When Foxa2 is missing in newborn mice, respiratory distress syndrome and in many cases, death, was almost certain to follow, said Jeffrey A. Whitsett, MD, chief of Neonatology, Perinatal and Pulmonary Biology at Cincinnati Children's and senior author of the study that appears in the October 5 issue of the Proceedings of the National Academy of Sciences (PNAS).
"It was surprising to us that a single gene was able to orchestrate so many other aspects of lung function we know are critical for survival at the time of birth. The discovery of this gene and understanding of how it works could lead to new treatments for premature infants and for children and adults who suffer from lung disease or injury," he said.
Because lungs do not fully mature until the last trimester of gestation, when an infant is born prematurely, the lungs are not fully developed and lack the necessary amount of surfactant needed to keep the lungs working properly. Surfactant is a natural chemical found in the lungs that prevents alveoli - the tiny airways in the lungs - from collapsing and in turn allows the lungs to open when the newborn starts to breath. The absence of surfactant causes respiratory distress syndrome within hours of birth.

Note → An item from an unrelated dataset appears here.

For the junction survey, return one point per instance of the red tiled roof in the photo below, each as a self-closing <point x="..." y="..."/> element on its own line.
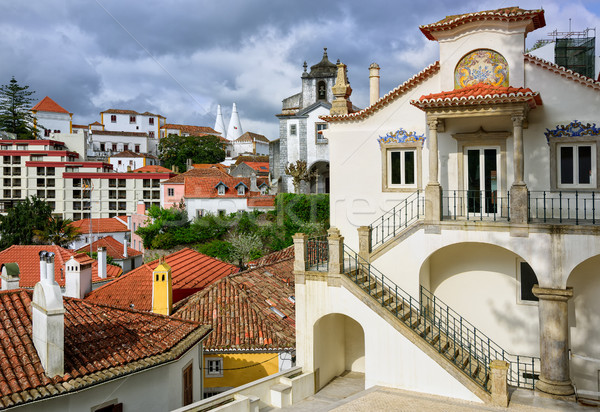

"We showed that Foxa2 regulates a group of genes that stabilize surfactant production, which is required for the transition from the womb to breathing air and to protect the lungs from disease, bacterial infection and other disease and injury," Dr. Whitsett said.
Foxa2 has an important role in the development of surfactant. It resides in the respiratory epithelial cells, which combines surfactant proteins and lipids (essential fat), which in turn produces surfactant.
Researchers bred mice with and without the Foxa2 gene. When the gene was deleted, the knockout mice developed all the signs and symptoms of respiratory distress syndrome on the first day of life and died within hours of birth. The few knockout mice that did survive, developed asthma-like symptoms and emphysema later in life. On the other hand, when Foxa2 was fully intact, the newborn mice survived normally.
Foxa2 is different from other genes because it is a master gene: it controls how other genes work. For example, in the knockout mice, genes expressed in surfactant proteins and genes involved in lipid metabolism, were directly influenced by the absence of Foxa2.
Researchers found that when the Foxa2 gene was deleted, the Foxa1 gene was expressed more strongly, perhaps in an effort to compensate for the absence of the parent gene, Dr. Whitsett said. Still, the Foxa1 was not strong enough to support the development of sustainable healthy lungs in the mice.
According to the March of Dimes, one in eight infants in the US are born prematurely. Furthermore, approximately 24 percent of all infants born prematurely will die in the first month of life and in most cases, it is as a result of respiratory distress syndrome.
Steroids have become one of the most common courses of treatment for infants with underdeveloped lungs. Steroids work by stimulating lung development, but their use has been associated with side effects, such as cerebral palsy, asthma and bronchitis.
The identification of Foxa2's role in lung development is expected to lead to new treatments for premature babies, children and adults with lung disease or lung injury.
The study was funded by the National Heart, Lung and Blood Institute of the National Institutes of Health.
Study collaborators include researchers from the University of Pennsylvania, Vanderbilt University and the National Institute for Medical Research in London.